The staff reshuffle at Sotheby’s continues with the announcement that Helena Newman, the auction house’s worldwide co-head of Impressionist and Modern, will also assume the role of chairman of Sotheby’s Europe, joining fellow chairmen Oliver Barker, Mario Tavella and Philipp Württemberg. Newman conducted the Impressionist and Modern sale at Sotheby’s London on 21 June; she is only the second woman ever to take an evening sale, the first one being Melanie Clore, also at Sotheby’s, in 1990.
Meanwhile, James Mackie, who has run the Impressionist and Modern evening sales at Sotheby’s Bond Street, London, has been made head of the Impressionist and Modern department in London. Replacing him as head of the evening sales is Thomas Bompard, formerly of the Impressionist and Modern department in Paris.
Newman who has been at Sotheby’s since 1988, is one of the few veterans left at the company, which has seen high-profile figures depart including Henry Wyndham, the former chairman and auctioneer, and Alex Rotter, the former global co-head of contemporary art. Clore, previously co-chairman of Impressionist and Modern art, resigned in February, and has since announced that she is launching a London-based business with Wyndham in the autumn, which will help clients source works and manage their collections.

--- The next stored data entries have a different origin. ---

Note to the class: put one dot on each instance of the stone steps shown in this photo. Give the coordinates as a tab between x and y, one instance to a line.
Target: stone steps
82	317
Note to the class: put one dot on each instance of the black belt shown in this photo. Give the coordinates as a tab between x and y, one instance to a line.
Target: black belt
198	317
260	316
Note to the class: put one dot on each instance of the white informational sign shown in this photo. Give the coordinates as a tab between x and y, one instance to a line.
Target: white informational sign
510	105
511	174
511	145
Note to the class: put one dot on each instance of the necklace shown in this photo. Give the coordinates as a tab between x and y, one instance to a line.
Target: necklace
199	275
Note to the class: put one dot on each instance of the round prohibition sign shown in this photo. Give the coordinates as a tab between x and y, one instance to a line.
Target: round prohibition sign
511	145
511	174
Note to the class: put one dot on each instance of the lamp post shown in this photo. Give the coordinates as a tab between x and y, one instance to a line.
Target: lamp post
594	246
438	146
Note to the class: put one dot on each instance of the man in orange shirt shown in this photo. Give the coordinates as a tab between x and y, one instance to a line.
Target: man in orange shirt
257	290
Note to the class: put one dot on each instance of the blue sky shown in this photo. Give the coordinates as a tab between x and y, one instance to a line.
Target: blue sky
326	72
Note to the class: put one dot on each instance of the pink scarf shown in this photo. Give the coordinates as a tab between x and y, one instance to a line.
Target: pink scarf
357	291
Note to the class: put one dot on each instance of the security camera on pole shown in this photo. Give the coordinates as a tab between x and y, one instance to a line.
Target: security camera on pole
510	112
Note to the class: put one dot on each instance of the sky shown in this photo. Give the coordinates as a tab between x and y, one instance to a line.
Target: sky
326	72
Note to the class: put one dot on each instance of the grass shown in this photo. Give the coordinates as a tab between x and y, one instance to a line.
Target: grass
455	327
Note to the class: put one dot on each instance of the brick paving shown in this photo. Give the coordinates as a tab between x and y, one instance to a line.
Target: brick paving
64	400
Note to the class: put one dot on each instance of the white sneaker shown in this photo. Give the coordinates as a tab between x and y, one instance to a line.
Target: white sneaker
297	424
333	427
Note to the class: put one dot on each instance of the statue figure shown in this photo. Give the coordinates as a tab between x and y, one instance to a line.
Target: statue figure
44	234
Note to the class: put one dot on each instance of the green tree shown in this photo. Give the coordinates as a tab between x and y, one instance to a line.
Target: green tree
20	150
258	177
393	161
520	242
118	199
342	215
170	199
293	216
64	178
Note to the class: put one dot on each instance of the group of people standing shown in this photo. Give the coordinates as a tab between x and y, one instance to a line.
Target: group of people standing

Meanwhile, the company has made a notable museum hire, tapping Eric Shiner, the former director of the Pittsburgh-based Andy Warhol Museum. He will join as a senior vice-president of Sotheby’s Fine Arts division, the new department headed up by the recent star hires Allan Schwartzman and Amy Cappellazzo, whose Art Agency Partners firm was bought by Sotheby’s in an $85m deal.